Computational hemodynamics and vessel wall imaging for intracranial aneurysm assessment - Exploring the boundaries
Due to the COVID-19 crisis measures the PhD defence of Bart Cornelissen will take place online (until further notice).
The PhD defence can be followed by a live stream.
Bart Cornelissen is a PhD student in the research group Robotics and Mechatronics (RAM). His supervisors are prof.dr.ir. C.H. Slump and prof.dr. C.B.L.M. Majoie from the Faculty of Electrical Engineering, Mathematics and Computer Science (EEMCS).
This thesis presents six studies in which we have aimed to improve rupture risk assessment for intracranial aneurysms. We have focused on two techniques that allow assessment of aneurysm wall related characteristics: computational fluid dynamics (CFD) for the assessment of hemodynamics along the wall and imaging of the vessel wall itself using magnetic resonance vessel wall imaging (VWI).
How Do Boundary Conditions Affect Computed Hemodynamics?
Computational assessment of intra-aneurysmal hemodynamics relies on vascular segmentations, but also on additional boundary conditions such as blood-properties and in- and outflow conditions. Reliable estimates for these parameters are essential for accurate hemodynamic simulations.
In chapter 2 we acquired inflow measurements using 2D phase-contrast MRI (PC-MRI), and we developed a method for automated feature point extraction—e.g. systolic peak, diastolic minimum—for every flow-profile. Based on these feature points, average flow profiles were calculated for each parent artery location in both complete and incomplete CoW-configurations. We show that flow-rates, velocity-magnitudes, and pulsatility indices differ among parent artery locations, but also that anatomical variations of the CoW have significant effects on the flow.
Cross-sectional studies mostly assess differences in hemodynamics between ruptured and unruptured aneurysms, neglecting the fact that aneurysms can grow before rupture or can displace due to a surrounding hematoma after rupture. In Chapter 3, we assess intra-aneurysmal hemodynamics before and after rupture. We demonstrate that important hemodynamic characteristics—flow complexity, stability, and concentration—changed in two-thirds of our population due to either aneurysm growth or displacement. Although our study population is small, these results stress the importance of using accurate aneurysm representations in CFD studies.
Previous studies have shown that aneurysm growth can be used as a surrogate marker for rupture. It is known that hemodynamic anomalies can result in aneurysm growth. However, it is unknown how hemodynamic characteristics change over the course of aneurysm growth. In Chapter 4, hemodynamic changes after aneurysm growth were investigated using longitudinal imaging. Large hemodynamic changes with a large variability between aneurysms have been observed in our population.

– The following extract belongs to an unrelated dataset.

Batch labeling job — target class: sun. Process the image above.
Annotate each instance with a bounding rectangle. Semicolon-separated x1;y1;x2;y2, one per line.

The peri-aneurysmal morphology can also change after treatment with stent-assisted coiling. Several studies have suggested that stent-assisted coiling in sidewall aneurysms results in lower recurrence rates, potentially as a result of reduced parent-artery curvatures due to the mechanical properties of neurovascular stents. In Chapter 5, we analyze the effect of neurovascular stents on the peri-aneurysmal geometry and resulting intra-aneurysmal hemodynamics. In our study we showed that the tortuosity of the peri-aneurysmal vasculature decreased with more than 50% in cases where stents were located in the intradural space. For stents located partially in the extradural space, no reduction of the tortuosity was observed. The changes in parent artery orientations resulted in inconsistent intra-aneurysmal hemodynamic changes.
The aneurysm wall can be visualized non-invasively using MR-VWI, and is frequently presented as a valuable tool for assessing the stability of the aneurysm wall. In Chapter 6, we analyze different imaging modalities in conjunction with VWI to assess underlying mechanisms that may have contributed to vessel wall enhancement. We assessed CT, DSA, and several MR sequences in a series of patients where VWI was performed because CT imaging could not reveal the rupture site. All ruptured aneurysms showed enhancement in our population, but also half of the unruptured aneurysms enhanced. We identified multiple underlying sources that may have contributed to enhancement: e.g. atherosclerosis, intramural hematoma, and slow flow.
In an in-vivo setup, it is not feasible to isolate the contribution of slow flow to enhancement. Therefore, in Chapter 7, a phantom-setup was designed to quantify the contribution of slow flow to vessel wall enhancement. Several experiments have been executed to assess the effects of preparation pulses, contrast-agent administration, and inflow-rate on pseudo-wall enhancement in VWI. We demonstrated that wall-like signals—originating from slow flow along the wall—were visible in VWI both with and without preparation pulses, although preparation pulses did improve slow-flow suppression. The MR-signal became more apparent after contrast-administration, and higher signal intensities were observed for low inflow-rates. Signal originating from unsuppressed blood may easily be mistaken for aneurysm wall. Therefore, VWI is either not yet suitable for clinical purposes, or should at least be carefully interpreted.